It's a neck and neck race for the $1 Million
Netflix Prize, with Pragmatic Theory and BellKor in BigChaos in the lead (sounds like a geeky horse race):
IEEE Spectrum has an interesting article that tells the tale behind the $50,000 Progress Prize.
It’s 7:50 p.m. on 1 October 2007 at AT&T Labs, in Florham Park, N.J., and three of us are frantically hitting the “refresh” buttons on our browsers. We have just submitted our latest entry in the year-old Netflix Prize competition, which offers a grand prize of US $1 million for an algorithm that’s 10 percent more accurate than the one Netflix uses to predict customers’ movie preferences. Although we have not reached that milestone, we are hoping at least to do better than anyone else has done so far; if we can make it to 8 p.m. with the best score, we’ll win a $50 000 Progress Prize. For most of the summer we’d been ahead of our nearest rivals by a comfortable margin, and as recently as 36 hours before this moment, our victory still seemed to be a slam dunk.

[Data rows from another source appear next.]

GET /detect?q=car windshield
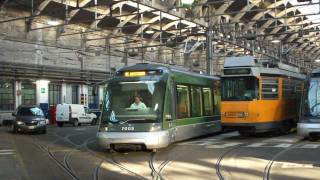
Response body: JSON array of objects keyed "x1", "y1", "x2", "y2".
[
  {"x1": 17, "y1": 107, "x2": 43, "y2": 116},
  {"x1": 305, "y1": 79, "x2": 320, "y2": 117},
  {"x1": 102, "y1": 81, "x2": 165, "y2": 123},
  {"x1": 222, "y1": 77, "x2": 259, "y2": 101}
]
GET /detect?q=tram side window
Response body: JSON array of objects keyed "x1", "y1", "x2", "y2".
[
  {"x1": 177, "y1": 85, "x2": 190, "y2": 118},
  {"x1": 282, "y1": 79, "x2": 292, "y2": 99},
  {"x1": 202, "y1": 88, "x2": 213, "y2": 116},
  {"x1": 191, "y1": 86, "x2": 202, "y2": 117},
  {"x1": 262, "y1": 78, "x2": 279, "y2": 99}
]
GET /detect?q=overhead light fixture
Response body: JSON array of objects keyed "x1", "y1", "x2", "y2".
[
  {"x1": 181, "y1": 0, "x2": 194, "y2": 6},
  {"x1": 145, "y1": 29, "x2": 154, "y2": 34},
  {"x1": 271, "y1": 39, "x2": 280, "y2": 44},
  {"x1": 48, "y1": 20, "x2": 60, "y2": 26}
]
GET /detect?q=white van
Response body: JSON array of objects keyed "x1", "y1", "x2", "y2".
[{"x1": 56, "y1": 104, "x2": 97, "y2": 127}]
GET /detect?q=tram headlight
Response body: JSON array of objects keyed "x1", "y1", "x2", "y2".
[
  {"x1": 99, "y1": 126, "x2": 108, "y2": 132},
  {"x1": 150, "y1": 125, "x2": 161, "y2": 132}
]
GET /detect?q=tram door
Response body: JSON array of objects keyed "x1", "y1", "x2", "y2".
[{"x1": 163, "y1": 78, "x2": 177, "y2": 142}]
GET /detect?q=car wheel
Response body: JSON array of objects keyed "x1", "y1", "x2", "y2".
[
  {"x1": 91, "y1": 118, "x2": 97, "y2": 125},
  {"x1": 12, "y1": 125, "x2": 18, "y2": 134},
  {"x1": 57, "y1": 122, "x2": 63, "y2": 127},
  {"x1": 40, "y1": 128, "x2": 47, "y2": 134},
  {"x1": 73, "y1": 119, "x2": 79, "y2": 127}
]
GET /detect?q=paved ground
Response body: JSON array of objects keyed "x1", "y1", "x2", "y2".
[{"x1": 0, "y1": 126, "x2": 320, "y2": 180}]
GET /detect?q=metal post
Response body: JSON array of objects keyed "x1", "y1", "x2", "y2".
[
  {"x1": 206, "y1": 6, "x2": 213, "y2": 75},
  {"x1": 206, "y1": 26, "x2": 213, "y2": 75}
]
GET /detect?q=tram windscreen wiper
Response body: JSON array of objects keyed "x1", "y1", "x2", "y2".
[{"x1": 120, "y1": 119, "x2": 156, "y2": 123}]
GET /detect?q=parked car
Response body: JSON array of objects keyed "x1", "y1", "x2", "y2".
[
  {"x1": 297, "y1": 69, "x2": 320, "y2": 140},
  {"x1": 12, "y1": 106, "x2": 47, "y2": 134},
  {"x1": 56, "y1": 104, "x2": 97, "y2": 127}
]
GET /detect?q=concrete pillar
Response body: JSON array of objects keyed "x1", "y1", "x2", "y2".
[
  {"x1": 14, "y1": 81, "x2": 22, "y2": 108},
  {"x1": 66, "y1": 84, "x2": 72, "y2": 104},
  {"x1": 36, "y1": 80, "x2": 50, "y2": 105},
  {"x1": 79, "y1": 84, "x2": 89, "y2": 106},
  {"x1": 99, "y1": 86, "x2": 104, "y2": 108},
  {"x1": 61, "y1": 83, "x2": 67, "y2": 103}
]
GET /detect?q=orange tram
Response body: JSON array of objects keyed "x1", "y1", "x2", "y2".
[{"x1": 221, "y1": 56, "x2": 306, "y2": 135}]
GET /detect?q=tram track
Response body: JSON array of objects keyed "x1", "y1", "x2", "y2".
[
  {"x1": 32, "y1": 134, "x2": 80, "y2": 180},
  {"x1": 215, "y1": 132, "x2": 302, "y2": 180},
  {"x1": 84, "y1": 141, "x2": 147, "y2": 180},
  {"x1": 263, "y1": 140, "x2": 302, "y2": 180},
  {"x1": 215, "y1": 143, "x2": 249, "y2": 180},
  {"x1": 32, "y1": 132, "x2": 97, "y2": 180},
  {"x1": 149, "y1": 152, "x2": 165, "y2": 180}
]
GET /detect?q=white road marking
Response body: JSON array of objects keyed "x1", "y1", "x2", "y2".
[
  {"x1": 281, "y1": 163, "x2": 314, "y2": 169},
  {"x1": 246, "y1": 143, "x2": 266, "y2": 147},
  {"x1": 0, "y1": 152, "x2": 16, "y2": 156},
  {"x1": 206, "y1": 143, "x2": 243, "y2": 148},
  {"x1": 263, "y1": 136, "x2": 302, "y2": 143},
  {"x1": 273, "y1": 144, "x2": 292, "y2": 148},
  {"x1": 0, "y1": 149, "x2": 16, "y2": 153},
  {"x1": 299, "y1": 144, "x2": 320, "y2": 149}
]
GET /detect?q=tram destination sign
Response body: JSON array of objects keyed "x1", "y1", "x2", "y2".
[{"x1": 223, "y1": 68, "x2": 251, "y2": 75}]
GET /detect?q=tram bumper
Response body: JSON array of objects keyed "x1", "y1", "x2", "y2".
[
  {"x1": 297, "y1": 122, "x2": 320, "y2": 137},
  {"x1": 97, "y1": 131, "x2": 170, "y2": 149}
]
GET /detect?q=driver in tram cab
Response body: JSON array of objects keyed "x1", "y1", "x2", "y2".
[{"x1": 130, "y1": 96, "x2": 147, "y2": 109}]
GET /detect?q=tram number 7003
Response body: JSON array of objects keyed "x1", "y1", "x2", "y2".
[{"x1": 121, "y1": 127, "x2": 134, "y2": 131}]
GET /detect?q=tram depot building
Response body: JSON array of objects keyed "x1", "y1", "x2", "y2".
[{"x1": 0, "y1": 0, "x2": 320, "y2": 180}]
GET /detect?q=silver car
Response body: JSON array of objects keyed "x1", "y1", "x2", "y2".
[
  {"x1": 12, "y1": 106, "x2": 47, "y2": 134},
  {"x1": 297, "y1": 70, "x2": 320, "y2": 140}
]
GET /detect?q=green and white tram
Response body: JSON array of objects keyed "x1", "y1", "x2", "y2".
[{"x1": 97, "y1": 64, "x2": 221, "y2": 149}]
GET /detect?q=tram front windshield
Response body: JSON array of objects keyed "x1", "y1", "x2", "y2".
[
  {"x1": 304, "y1": 79, "x2": 320, "y2": 117},
  {"x1": 102, "y1": 81, "x2": 165, "y2": 123},
  {"x1": 222, "y1": 77, "x2": 259, "y2": 101}
]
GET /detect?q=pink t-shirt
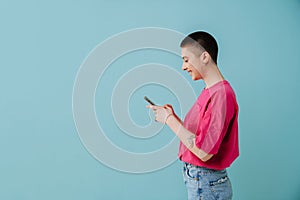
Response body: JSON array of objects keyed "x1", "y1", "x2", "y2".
[{"x1": 178, "y1": 80, "x2": 239, "y2": 170}]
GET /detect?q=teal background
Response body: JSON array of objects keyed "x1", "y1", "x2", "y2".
[{"x1": 0, "y1": 0, "x2": 300, "y2": 200}]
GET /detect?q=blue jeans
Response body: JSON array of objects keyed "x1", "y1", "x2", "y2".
[{"x1": 183, "y1": 163, "x2": 232, "y2": 200}]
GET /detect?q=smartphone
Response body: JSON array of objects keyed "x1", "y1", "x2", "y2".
[{"x1": 144, "y1": 96, "x2": 155, "y2": 106}]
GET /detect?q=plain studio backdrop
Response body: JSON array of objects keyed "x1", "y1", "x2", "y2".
[{"x1": 0, "y1": 0, "x2": 300, "y2": 200}]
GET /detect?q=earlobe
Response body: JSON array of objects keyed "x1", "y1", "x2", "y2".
[{"x1": 202, "y1": 51, "x2": 210, "y2": 64}]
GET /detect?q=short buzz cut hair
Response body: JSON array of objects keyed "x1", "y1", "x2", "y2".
[{"x1": 180, "y1": 31, "x2": 218, "y2": 64}]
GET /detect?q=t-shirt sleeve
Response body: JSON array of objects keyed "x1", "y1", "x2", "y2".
[{"x1": 195, "y1": 92, "x2": 228, "y2": 154}]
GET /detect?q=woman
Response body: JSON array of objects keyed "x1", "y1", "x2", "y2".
[{"x1": 147, "y1": 31, "x2": 239, "y2": 200}]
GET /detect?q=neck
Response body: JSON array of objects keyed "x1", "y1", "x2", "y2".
[{"x1": 203, "y1": 63, "x2": 224, "y2": 88}]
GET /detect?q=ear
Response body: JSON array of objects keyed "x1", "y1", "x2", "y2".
[{"x1": 201, "y1": 51, "x2": 211, "y2": 64}]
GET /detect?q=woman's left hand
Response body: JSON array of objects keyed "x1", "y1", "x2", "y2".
[{"x1": 147, "y1": 104, "x2": 174, "y2": 124}]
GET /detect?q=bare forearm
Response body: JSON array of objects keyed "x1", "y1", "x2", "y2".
[{"x1": 166, "y1": 115, "x2": 213, "y2": 162}]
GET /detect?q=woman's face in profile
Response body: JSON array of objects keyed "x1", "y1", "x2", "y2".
[{"x1": 181, "y1": 47, "x2": 202, "y2": 81}]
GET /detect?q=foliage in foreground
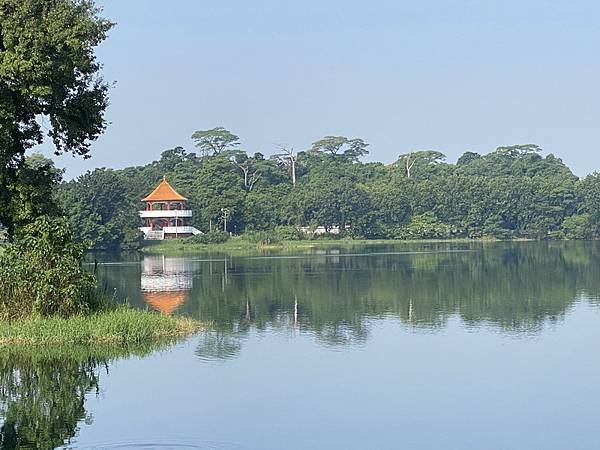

The previous day, though, the lead had started to slip away from us. First, the teams then in fifth and sixth places merged, combining their talents to vault into second place, making us nervous enough to submit our best effort, which we had been saving for a rainy day. But before our improved score appeared, we were hit by another combination when our two remaining serious rivals joined forces to tie us. Worse, their entry had come 72 seconds before ours, meaning that in the case of a tie, they’d win.